# Bias Visualization

In [None]:
%pip install numpy pandas plotly scikit-learn seaborn tqdm

In [None]:
from typing import List, Dict, Iterable
import os

import pandas as pd
import numpy as np
from sklearn.metrics import confusion_matrix as ConfusionMatrix
from tqdm.auto import tqdm

import plotly.express as px
import seaborn as sns

from math import sqrt

DEBUG = bool(os.environ.get("DEBUG"))

COLUMN_NAMES = [
    "y_pred",
    "logit_negative",
    "logit_neutral",
    "logit_positive",
    "y_true",
    "category",
    "group",
    "text",
    "run_id",
    "model",
    "dataset",
    "eval_accuracy",
    "num_params",
]

INDEPENDENT_VARIABLES = ["category", "run_id", "model", "dataset", "eval_accuracy", "num_params"]

SELECTED_GROUPS = {
    "grouped_religion": ["christianity", "islam", "judaism"],
}

DATASET_RENAME = {
    "semeval_3": "SemEval",
    "sst5_mapped_extreme": "SST5- Extreme Only",
    "sst5_mapped_grouped": "SST5",
}

## Utilities

### Fairness Metric Implementation

In [None]:
def get_stats(dataframe: pd.DataFrame) -> pd.Series:
    output: Dict[str, float] = {}

    num_examples = len(dataframe)
    num_correct = np.sum(dataframe["y_pred"] == dataframe["y_true"])

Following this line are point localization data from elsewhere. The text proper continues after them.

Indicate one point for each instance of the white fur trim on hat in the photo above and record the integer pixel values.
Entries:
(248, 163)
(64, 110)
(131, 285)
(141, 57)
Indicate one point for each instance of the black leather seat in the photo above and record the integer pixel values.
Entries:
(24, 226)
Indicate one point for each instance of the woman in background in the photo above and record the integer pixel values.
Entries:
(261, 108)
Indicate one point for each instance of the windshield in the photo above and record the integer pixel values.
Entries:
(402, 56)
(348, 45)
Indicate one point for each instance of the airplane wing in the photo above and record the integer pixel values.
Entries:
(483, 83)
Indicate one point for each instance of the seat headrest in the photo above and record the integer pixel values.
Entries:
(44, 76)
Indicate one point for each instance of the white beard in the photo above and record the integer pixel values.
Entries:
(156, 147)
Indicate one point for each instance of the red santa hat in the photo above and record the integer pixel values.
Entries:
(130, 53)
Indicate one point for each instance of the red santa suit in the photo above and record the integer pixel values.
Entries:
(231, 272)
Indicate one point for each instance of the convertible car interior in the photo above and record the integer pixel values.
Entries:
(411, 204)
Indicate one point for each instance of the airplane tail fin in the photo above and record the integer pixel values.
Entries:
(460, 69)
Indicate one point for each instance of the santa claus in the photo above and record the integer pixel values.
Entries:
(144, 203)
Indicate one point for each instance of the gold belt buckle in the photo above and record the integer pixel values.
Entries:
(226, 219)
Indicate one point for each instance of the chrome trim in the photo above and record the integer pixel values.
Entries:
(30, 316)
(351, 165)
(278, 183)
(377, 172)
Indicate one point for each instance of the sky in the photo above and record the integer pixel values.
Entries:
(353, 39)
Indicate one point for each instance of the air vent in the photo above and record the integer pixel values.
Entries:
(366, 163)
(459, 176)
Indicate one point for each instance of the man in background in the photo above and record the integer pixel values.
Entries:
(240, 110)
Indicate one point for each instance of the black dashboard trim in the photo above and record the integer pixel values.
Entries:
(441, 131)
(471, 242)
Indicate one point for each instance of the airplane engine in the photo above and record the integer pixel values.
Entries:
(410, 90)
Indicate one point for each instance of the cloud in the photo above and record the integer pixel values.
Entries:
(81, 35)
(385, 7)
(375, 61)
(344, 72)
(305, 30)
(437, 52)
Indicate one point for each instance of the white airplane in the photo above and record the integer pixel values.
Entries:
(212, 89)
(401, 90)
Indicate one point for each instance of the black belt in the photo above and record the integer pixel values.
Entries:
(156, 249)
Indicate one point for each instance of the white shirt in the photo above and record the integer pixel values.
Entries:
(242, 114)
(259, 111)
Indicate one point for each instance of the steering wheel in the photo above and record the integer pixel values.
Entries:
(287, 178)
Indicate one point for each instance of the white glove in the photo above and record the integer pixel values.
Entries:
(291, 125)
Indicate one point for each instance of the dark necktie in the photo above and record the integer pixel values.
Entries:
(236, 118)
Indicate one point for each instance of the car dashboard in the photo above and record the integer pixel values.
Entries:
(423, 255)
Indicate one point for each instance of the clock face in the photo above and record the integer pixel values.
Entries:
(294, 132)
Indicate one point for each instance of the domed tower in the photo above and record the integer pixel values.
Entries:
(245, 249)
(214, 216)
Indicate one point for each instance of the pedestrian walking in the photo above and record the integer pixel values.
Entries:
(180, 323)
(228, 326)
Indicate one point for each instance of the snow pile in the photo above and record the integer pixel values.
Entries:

    output["accuracy"] = num_correct / num_examples

    # See https://stackoverflow.com/a/50671617
    confusion_matrix = ConfusionMatrix(dataframe["y_true"], dataframe["y_pred"])

    FP = confusion_matrix.sum(axis=0) - np.diag(confusion_matrix)
    FN = confusion_matrix.sum(axis=1) - np.diag(confusion_matrix)
    TP = np.diag(confusion_matrix)
    TN = confusion_matrix.sum() - (FP + FN + TP)

    FPR = FP / (FP + TN)
    FNR = FN / (TP + FN)
    TPR = 1 - FNR

    # output["accuracy"] = (TP + TN) / (FP+FN+TP+TN)

    for label_index, label in enumerate(["negative", "neutral", "positive"]):
        output[label + "_FPR"] = FPR[label_index]
        output[label + "_TPR"] = TPR[label_index]

    return pd.Series(output)

### Plotting Utils

In [None]:
def format_metric_name(metric_name):
    output_words = []
    for word in metric_name.split("_"):
        if word.upper() in ["TPR", "FPR", "SST5"]:
            output_words.append(word.upper())

        elif word in ["mapped"]:
            continue

        else:
            output_words.append(word.title())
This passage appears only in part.